Natural changes and human modifications in hydrological systems coevolve and interact in a coupled and interlinked
way. If, on one hand, climatic changes are stochastic, non-steady, and affect the hydrological systems, on
the other hand, human-induced changes due to over-exploitation of soils and water resources modifies the natural
landscape, water fluxes and its partitioning. Indeed, the traditional assumption of static systems in hydrological
analysis, which has been adopted for long time, fails whenever transient climatic conditions and/or land use
changes occur.
Time series analysis is a way to explore environmental changes together with societal changes; unfortunately, the
not distinguishability between causes restrict the scope of this method. In order to overcome this limitation, it is
possible to couple time series analysis with an opportune hydrological model, such as a conceptual hydrological
model, which offers a schematization of complex dynamics acting within a basin. Assuming that model parameters
represent morphological basin characteristics and that calibration is a way to detect hydrological signature at a
specific moment, it is possible to argue that calibrating the model over different time windows could be a method
for detecting potential hydrological changes.

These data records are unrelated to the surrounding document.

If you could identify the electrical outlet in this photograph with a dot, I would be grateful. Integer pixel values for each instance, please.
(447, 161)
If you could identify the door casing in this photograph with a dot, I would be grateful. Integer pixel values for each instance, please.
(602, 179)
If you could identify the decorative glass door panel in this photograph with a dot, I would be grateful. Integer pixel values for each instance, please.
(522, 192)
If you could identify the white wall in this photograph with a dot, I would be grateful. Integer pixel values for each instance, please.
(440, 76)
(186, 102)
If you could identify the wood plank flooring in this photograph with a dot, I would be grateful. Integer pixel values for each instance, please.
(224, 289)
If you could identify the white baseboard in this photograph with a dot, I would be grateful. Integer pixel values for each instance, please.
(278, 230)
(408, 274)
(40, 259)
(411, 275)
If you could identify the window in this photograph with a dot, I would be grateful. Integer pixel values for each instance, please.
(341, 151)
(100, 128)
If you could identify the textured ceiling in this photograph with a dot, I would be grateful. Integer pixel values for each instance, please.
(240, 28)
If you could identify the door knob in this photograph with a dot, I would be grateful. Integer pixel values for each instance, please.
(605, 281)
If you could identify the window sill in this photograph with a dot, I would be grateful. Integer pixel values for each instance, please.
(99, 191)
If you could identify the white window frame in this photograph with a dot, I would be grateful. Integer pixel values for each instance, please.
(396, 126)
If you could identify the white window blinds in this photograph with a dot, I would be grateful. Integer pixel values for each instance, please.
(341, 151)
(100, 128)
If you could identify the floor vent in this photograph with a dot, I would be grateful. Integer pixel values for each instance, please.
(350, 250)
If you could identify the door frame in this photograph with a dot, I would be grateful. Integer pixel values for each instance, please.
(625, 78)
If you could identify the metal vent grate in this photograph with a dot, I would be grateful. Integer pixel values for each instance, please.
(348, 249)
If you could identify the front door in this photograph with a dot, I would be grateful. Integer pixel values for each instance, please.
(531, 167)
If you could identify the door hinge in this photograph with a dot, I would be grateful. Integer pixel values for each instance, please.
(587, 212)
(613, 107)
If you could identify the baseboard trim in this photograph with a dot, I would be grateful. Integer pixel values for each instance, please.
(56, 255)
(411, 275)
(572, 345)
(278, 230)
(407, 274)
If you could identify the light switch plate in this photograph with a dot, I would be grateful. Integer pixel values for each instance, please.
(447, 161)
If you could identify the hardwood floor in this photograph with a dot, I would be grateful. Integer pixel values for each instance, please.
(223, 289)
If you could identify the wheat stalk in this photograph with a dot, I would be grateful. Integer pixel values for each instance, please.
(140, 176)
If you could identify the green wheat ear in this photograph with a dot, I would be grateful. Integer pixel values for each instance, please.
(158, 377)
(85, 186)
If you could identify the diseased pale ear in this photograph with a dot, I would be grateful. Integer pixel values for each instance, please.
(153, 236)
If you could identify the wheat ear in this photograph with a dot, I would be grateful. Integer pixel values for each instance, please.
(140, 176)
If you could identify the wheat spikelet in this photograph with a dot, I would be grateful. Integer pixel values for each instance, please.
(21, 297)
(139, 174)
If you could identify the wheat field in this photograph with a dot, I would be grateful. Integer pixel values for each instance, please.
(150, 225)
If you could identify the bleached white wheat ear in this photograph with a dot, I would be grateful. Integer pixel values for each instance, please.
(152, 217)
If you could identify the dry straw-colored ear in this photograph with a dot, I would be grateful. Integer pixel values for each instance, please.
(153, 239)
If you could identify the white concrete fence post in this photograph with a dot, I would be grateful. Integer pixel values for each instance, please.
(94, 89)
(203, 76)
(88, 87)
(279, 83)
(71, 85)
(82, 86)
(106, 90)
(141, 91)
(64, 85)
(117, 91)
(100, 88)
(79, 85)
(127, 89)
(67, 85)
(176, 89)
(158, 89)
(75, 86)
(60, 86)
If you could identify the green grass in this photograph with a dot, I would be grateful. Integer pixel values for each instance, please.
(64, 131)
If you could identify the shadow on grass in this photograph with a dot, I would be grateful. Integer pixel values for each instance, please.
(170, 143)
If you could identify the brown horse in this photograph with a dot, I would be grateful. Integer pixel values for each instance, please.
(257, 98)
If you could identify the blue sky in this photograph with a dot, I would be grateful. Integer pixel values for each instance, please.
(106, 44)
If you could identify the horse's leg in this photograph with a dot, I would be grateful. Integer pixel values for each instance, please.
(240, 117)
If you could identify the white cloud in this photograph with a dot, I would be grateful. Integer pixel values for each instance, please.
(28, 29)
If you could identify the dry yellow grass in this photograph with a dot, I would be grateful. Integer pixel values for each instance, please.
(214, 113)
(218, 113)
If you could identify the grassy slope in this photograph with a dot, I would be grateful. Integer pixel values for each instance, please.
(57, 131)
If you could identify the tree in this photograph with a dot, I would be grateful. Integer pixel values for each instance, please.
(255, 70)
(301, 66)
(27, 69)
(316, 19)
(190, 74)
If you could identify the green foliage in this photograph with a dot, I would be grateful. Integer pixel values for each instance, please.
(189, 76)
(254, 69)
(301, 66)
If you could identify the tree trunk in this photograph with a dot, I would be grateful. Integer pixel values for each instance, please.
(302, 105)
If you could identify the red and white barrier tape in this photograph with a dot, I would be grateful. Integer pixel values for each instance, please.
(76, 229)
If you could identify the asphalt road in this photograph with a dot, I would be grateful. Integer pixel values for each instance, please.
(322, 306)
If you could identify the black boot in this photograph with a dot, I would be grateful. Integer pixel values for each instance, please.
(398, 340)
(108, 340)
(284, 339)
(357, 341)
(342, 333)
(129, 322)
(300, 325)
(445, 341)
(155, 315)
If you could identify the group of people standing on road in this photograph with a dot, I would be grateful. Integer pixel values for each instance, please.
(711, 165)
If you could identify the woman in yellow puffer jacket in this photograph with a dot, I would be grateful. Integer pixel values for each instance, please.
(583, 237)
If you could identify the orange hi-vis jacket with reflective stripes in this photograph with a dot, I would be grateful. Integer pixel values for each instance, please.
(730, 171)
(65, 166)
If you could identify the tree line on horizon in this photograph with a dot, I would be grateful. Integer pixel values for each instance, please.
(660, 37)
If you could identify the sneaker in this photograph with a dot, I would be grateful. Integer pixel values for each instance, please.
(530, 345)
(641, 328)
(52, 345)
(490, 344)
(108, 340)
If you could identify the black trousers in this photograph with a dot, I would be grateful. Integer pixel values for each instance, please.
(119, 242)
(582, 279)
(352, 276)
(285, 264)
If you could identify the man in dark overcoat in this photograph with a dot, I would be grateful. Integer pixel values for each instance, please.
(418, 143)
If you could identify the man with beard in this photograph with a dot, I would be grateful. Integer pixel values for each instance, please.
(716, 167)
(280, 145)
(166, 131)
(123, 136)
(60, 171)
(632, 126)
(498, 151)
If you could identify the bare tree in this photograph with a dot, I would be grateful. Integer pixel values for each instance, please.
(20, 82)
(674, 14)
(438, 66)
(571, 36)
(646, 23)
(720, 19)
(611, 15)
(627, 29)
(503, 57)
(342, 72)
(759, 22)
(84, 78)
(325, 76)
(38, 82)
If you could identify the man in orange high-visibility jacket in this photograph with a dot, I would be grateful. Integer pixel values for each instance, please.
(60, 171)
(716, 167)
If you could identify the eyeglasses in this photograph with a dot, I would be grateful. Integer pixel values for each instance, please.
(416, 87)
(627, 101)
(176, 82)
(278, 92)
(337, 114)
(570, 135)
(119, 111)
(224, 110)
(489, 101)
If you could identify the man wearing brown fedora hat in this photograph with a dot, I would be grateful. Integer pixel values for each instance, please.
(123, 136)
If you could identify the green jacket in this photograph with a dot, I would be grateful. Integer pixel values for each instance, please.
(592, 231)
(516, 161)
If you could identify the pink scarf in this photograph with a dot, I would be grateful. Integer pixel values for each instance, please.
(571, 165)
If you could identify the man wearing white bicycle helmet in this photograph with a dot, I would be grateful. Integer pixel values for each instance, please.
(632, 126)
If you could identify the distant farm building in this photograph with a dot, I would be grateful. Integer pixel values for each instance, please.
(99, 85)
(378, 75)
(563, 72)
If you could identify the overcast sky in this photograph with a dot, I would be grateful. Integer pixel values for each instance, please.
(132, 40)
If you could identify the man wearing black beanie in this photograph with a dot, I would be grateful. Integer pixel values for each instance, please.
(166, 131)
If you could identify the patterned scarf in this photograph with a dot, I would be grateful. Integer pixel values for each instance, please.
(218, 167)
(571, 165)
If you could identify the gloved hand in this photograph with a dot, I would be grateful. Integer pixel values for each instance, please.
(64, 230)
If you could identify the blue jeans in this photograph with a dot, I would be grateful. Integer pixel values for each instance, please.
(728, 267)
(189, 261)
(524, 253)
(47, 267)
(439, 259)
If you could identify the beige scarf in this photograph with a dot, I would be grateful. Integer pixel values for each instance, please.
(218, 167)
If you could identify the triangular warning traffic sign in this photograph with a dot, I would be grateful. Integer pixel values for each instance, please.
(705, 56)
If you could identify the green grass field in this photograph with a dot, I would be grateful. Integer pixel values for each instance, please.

In order to test the capabilities of a conceptual model in detecting hydrological changes, this work presents different
“in silico” experiments. A synthetic-basin is forced with an ensemble of possible future scenarios generated
with a stochastic weather generator able to simulate steady and non-steady climatic conditions. The experiments
refer to Mediterranean climate, which is characterized by marked seasonality, and consider the outcomes of the
IPCC 5th report for describing climate evolution in the next century. In particular, in order to generate future
climate change scenarios, a stochastic downscaling in space and time is carried out using realizations of an
ensemble of General Circulation Models (GCMs) for the future scenarios 2046-2065 and 2081-2100. Land use
changes (i.e. changes in the fraction of impervious area due to increasing urbanization) are explicitly simulated,
while the reference hydrological responses are assessed by the spatially distributed, process-based hydrological
model tRIBS, the TIN-based Real-time Integrated Basin Simulator.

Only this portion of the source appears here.